What is there about Proverbs 31 that brings out the weirdness in people? Whole ministries are founded on what people perceive to be its vision of “biblical womanhood.” It has even inspired its own line of merchandise featuring everything from t-shirts to tote bags. One wonders what King Lemuel and his mother would have made of it all (see v. 1).
To be honest, I can’t afford to be too critical. I have vivid memories of gathering around an open Bible with the other girls in my seventh grade Sunday school class. The Bible was open to Proverbs 31 which, because it has 31 verses, made the perfect playground for our romantic fantasies. (Cue much giggling.) To play the “Proverbs 31 Game,” each of us read the verse that corresponded with our birthday. The result was used to predict something about our future married life. This often produced a mixture of delight and consternation. What, for instance, was the girl born on the second day of the month supposed to make of “No, my son! No, son of my womb! No, son of my vows!” The girl born on the 28th, on the other hand, waved her verse around like a banner, celebrating the certainty that “her children rise up and call her happy; her husband too, and he praises her.”

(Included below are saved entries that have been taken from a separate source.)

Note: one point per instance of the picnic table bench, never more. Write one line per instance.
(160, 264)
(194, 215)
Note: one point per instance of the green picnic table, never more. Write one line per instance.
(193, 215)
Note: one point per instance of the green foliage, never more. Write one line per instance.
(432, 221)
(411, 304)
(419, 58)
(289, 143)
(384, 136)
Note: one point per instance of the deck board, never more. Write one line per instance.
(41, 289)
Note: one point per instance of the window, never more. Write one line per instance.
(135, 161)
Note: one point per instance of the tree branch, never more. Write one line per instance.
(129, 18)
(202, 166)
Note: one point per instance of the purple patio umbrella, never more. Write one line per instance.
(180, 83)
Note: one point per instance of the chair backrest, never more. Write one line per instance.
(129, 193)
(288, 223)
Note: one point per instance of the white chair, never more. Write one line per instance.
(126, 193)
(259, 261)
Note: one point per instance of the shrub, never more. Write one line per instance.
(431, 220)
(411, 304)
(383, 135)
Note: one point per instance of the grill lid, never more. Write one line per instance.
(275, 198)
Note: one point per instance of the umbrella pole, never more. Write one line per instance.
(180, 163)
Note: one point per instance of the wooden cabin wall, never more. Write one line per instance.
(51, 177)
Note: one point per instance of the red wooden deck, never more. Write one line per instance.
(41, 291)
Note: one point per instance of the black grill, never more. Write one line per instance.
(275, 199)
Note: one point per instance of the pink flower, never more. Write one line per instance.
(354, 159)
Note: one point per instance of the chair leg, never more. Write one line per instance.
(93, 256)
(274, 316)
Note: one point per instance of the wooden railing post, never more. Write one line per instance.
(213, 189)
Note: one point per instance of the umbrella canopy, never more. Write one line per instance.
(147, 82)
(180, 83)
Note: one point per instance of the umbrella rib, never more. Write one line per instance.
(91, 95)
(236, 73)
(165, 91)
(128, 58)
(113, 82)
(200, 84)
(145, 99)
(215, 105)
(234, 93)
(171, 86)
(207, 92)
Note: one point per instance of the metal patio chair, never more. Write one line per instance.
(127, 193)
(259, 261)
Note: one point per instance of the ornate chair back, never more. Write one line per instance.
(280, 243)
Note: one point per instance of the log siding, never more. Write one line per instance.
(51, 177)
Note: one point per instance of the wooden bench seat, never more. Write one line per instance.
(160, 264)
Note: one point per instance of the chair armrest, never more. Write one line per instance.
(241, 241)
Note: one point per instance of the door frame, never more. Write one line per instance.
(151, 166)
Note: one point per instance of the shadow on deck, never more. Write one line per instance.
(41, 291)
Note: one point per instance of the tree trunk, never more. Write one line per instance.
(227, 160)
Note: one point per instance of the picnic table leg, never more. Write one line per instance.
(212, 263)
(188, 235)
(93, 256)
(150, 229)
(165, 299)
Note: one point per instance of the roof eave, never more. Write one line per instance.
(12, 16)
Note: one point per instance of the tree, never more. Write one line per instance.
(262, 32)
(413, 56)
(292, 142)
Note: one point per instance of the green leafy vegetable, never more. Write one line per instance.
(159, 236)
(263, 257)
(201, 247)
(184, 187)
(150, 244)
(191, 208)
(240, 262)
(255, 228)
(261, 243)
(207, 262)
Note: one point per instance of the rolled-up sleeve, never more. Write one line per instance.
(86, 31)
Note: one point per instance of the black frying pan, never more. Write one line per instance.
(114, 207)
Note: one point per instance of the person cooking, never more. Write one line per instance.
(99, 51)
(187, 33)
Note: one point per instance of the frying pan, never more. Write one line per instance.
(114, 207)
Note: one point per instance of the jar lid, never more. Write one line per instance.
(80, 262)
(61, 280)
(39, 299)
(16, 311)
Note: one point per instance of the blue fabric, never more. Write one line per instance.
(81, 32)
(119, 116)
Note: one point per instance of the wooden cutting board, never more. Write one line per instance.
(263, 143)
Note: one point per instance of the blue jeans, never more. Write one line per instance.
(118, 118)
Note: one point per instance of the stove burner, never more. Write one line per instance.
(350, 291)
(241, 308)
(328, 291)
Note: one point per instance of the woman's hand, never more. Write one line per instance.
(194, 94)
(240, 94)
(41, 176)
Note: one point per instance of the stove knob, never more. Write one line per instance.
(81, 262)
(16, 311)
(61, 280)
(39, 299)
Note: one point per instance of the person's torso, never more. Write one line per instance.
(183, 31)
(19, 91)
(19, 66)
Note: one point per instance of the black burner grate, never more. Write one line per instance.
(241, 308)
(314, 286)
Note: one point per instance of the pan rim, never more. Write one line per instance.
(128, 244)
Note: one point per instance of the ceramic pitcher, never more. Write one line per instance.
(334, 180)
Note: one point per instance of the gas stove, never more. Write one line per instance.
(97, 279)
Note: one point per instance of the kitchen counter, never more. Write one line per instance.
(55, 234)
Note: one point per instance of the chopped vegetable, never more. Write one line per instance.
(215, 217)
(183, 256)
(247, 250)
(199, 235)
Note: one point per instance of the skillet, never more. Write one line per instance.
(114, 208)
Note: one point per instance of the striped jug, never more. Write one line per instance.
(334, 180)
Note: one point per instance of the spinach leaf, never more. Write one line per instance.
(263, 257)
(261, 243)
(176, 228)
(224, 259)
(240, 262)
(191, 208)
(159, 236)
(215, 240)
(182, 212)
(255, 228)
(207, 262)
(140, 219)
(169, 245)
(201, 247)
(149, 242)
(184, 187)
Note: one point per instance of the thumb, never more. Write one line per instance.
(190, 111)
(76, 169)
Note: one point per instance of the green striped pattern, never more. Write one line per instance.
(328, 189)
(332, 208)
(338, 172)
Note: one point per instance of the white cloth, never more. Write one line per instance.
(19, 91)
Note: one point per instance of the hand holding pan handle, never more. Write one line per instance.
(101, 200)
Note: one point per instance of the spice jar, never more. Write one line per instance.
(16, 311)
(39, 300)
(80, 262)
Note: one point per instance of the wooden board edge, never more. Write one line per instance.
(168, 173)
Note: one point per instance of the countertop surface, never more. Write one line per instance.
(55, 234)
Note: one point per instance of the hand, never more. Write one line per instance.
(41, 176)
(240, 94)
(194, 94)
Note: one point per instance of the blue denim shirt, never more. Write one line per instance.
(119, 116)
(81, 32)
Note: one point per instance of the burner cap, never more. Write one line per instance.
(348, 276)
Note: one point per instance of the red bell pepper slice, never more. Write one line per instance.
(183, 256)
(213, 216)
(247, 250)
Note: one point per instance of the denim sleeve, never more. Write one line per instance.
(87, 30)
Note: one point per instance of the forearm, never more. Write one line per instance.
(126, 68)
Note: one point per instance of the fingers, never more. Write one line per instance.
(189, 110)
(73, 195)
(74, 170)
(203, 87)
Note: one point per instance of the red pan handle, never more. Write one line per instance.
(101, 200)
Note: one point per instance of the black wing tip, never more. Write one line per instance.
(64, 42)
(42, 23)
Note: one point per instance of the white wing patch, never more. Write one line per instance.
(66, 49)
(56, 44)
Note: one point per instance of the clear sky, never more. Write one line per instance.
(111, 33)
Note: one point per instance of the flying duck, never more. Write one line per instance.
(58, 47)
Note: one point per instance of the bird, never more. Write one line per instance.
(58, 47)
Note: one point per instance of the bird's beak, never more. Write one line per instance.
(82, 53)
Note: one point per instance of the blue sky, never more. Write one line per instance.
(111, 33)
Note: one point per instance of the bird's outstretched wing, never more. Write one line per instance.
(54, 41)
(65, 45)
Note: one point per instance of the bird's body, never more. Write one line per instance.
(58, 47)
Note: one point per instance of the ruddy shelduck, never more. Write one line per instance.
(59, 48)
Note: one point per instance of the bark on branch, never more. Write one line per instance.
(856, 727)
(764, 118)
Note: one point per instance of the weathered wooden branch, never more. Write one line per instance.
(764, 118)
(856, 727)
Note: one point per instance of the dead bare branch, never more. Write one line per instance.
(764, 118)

Looking back, I find our game cringe-worthy for any number of reasons. For instance, I no longer recommend using the Bible as a Ouija board. (Though, to be fair, seventh grade girls could get up to worse things.) The assumption that marriage is the goal of every little girl also makes me wince. But I think what I object to the most is the popular assumption that Proverbs 31 offers us a picture of the “ideal wife,” at least in any conventional sense.
Professor Ellen Davis has been instrumental in helping me to reimagine the “valorous woman” who is praised in this poem. Far from being the epitome of a conservative male fantasy (June Cleaver on steroids), this is a woman to be reckoned with. As usual, translation makes a difference. “Capable” in verse 10 is a feeble choice for a Hebrew word that is more often used to convey physical strength and valor. (Yes, it’s used in military contexts!) More broadly, however, Davis points out that significant cultural differences make it dangerous to assume that the valorous woman of Proverbs 31 is the patron saint of June Cleaver.
According to Davis, we need to remember that when Proverbs 31 was written, the economy was based in the household. In other words, “the household was the primary economic unit, where most real goods were produced. Within this economic system, not only was the labor of women essential, but also their social, managerial, and even diplomatic skills, as the story of Abigail (1 Samuel 25) exemplifies.” What’s more, the home was the “central social and religious institution, the place where Israelite identity was established.”*
All of this is to say, the “worthy woman” of Proverbs 31 is a picture of someone who is strong, enterprising, courageous, kind, intelligent, generous, godly, and wise. Yes, she is a mother and a wife, but she is also a mover and shaker in her community. Oh, and did I mention that the chapter that describes her is “the most unambiguously flattering portrait of any individual, man or woman” in all of Hebrew scripture?*
I’m not sure all of that is going to fit on a t-shirt.
Ponder: Do you have any memories or experiences of this chapter? How have your views evolved?
Pray: Shape our ideas, our values, and our lives so that they reflect what is truly worthy.
*Quotes are from Ellen Davis’s commentary on Proverbs, Ecclesiastes, and the Song of Songs (Louisville: Westminster John Knox Press, 2000) pp. 150-155.